In the PatchworkProtocol, the following checks are repeated in various functions.

• require(msg.sender == s.owner, "not authorized")
• require(msg.sender == s.owner || s.operators[msg.sender], "not authorized")
• require(scope.owner != address(0), "Scope does not yet exist")

For enhanced maintenance and readability consider implementing these checks in function modifiers or internal helper methods.

In the PatchworkNFTInterface, four different constants are defined, which represent interface identifiers. These constants are used in both PatchworkNFTBase and PatchworkProtocol for detecting specific functionality support. However, this approach is error-prone as interface functionality may change, and constants may end up being incorrect.

Consider using a built-in interface identifier, for example type(IPatchworkNFT).interfaceId instead of IPATCHWORKNFT_INTERFACE constant.

In the PatchworkNFT contract, the utility functions _toString8(), _toString16(), _toString32(), and trimUp() are unused. For improved modularity and easier updates in the future, we recommend relocating them to a dedicated utility library instead of being an integral part of core system contracts.

In the PatchworkNFTInterface.sol file Selector contract is defined. This contract is a utility contract, which is exclusively used to calculate ERC165 interface identifiers and for testing purposes. Both PatchworkNFTBase and PatchworkProtocol import PatchworkNFTInterface. As a result, the Selector contract code unnecessarily becomes part of the deployed contracts.

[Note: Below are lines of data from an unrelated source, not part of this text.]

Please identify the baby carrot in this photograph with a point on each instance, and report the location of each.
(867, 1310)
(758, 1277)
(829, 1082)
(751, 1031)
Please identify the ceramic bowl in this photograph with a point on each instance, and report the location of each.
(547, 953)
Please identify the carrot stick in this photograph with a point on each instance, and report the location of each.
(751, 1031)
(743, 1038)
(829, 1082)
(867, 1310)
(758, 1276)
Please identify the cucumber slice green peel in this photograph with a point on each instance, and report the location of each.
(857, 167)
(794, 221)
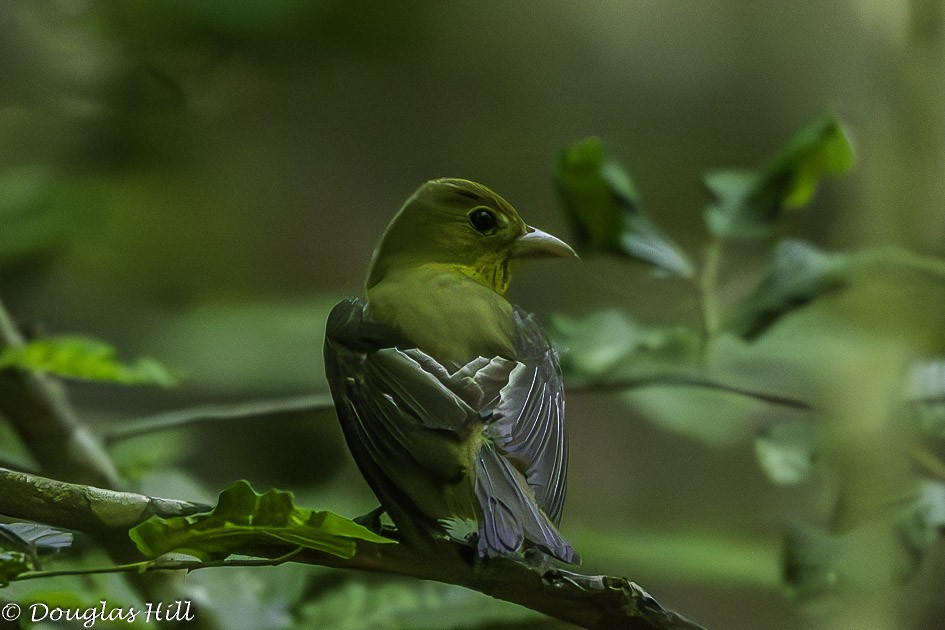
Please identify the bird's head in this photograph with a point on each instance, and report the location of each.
(464, 227)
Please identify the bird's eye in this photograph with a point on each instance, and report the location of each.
(483, 220)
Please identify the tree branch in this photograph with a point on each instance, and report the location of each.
(40, 412)
(595, 602)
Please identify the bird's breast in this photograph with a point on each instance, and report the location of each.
(449, 316)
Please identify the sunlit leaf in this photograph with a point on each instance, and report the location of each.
(798, 274)
(243, 518)
(750, 205)
(925, 389)
(785, 451)
(604, 207)
(83, 358)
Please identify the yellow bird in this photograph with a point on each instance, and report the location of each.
(450, 398)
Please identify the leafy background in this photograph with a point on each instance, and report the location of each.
(200, 182)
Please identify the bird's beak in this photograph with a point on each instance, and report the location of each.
(537, 244)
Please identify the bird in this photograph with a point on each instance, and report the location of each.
(450, 398)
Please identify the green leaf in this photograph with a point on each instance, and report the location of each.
(926, 391)
(83, 358)
(798, 274)
(243, 519)
(750, 205)
(817, 562)
(785, 451)
(609, 346)
(13, 563)
(22, 543)
(604, 207)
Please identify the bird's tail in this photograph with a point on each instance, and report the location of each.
(511, 516)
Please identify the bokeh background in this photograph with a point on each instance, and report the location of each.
(201, 182)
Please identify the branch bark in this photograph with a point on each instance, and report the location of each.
(596, 602)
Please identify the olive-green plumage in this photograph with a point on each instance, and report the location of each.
(450, 397)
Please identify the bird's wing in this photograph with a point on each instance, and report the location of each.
(528, 422)
(400, 408)
(387, 402)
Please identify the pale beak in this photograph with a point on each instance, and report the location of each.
(537, 244)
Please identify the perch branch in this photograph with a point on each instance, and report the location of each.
(38, 409)
(595, 602)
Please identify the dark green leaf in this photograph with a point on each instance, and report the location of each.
(798, 274)
(816, 562)
(926, 391)
(244, 518)
(29, 224)
(610, 346)
(604, 207)
(22, 543)
(750, 205)
(13, 563)
(83, 358)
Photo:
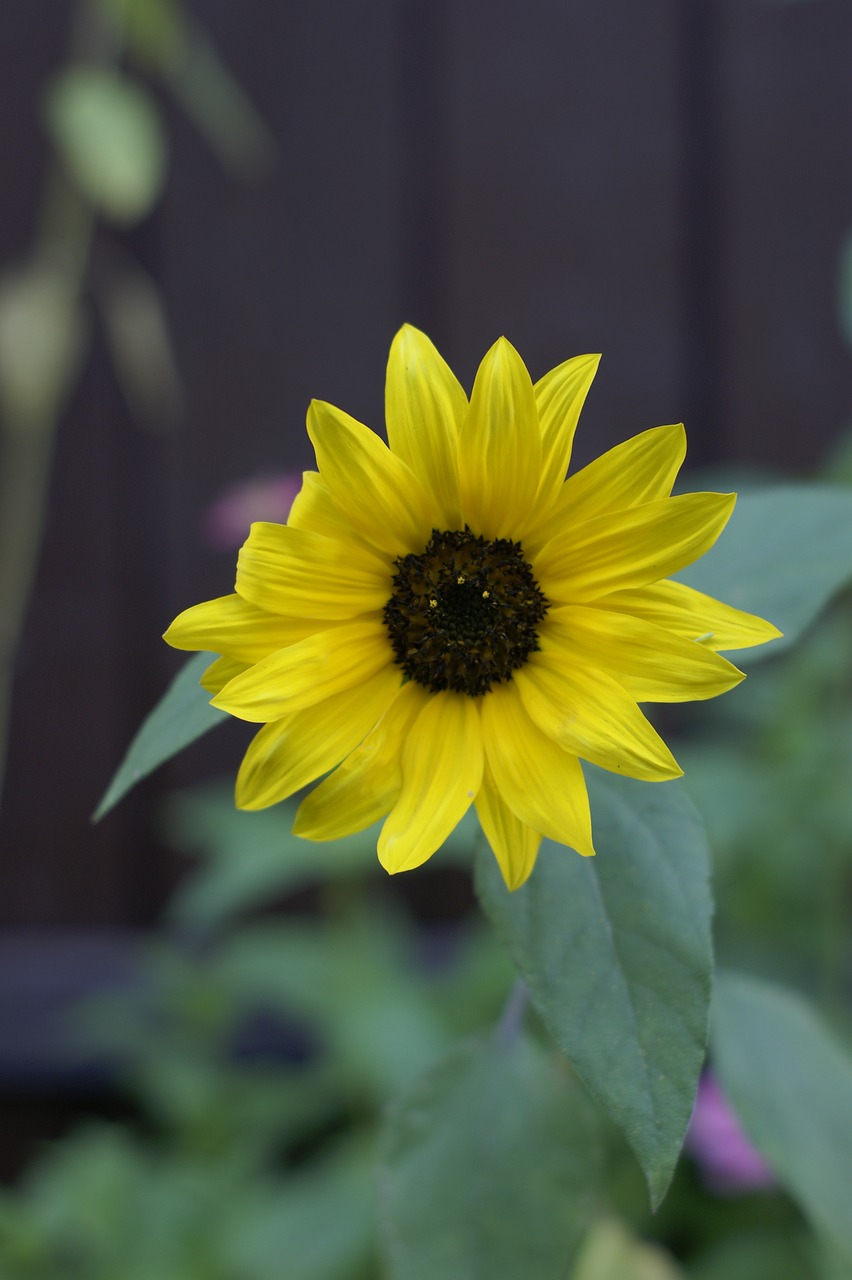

Consider relocating the Selector contract to the tests directory and reclassifying it as either a utility or a library function.

In the IPatchworkNFT interface, a locked() function is declared. This declaration has the same function signature as the IERC5192:locked() function declared in the IERC5192 interface which IPatchworkNFT inherits from.

Consider removing the locked() function declaration from the IPatchworkNFT as it is unnecessary, and update the corresponding IPATCHWORKNFT_INTERFACE value.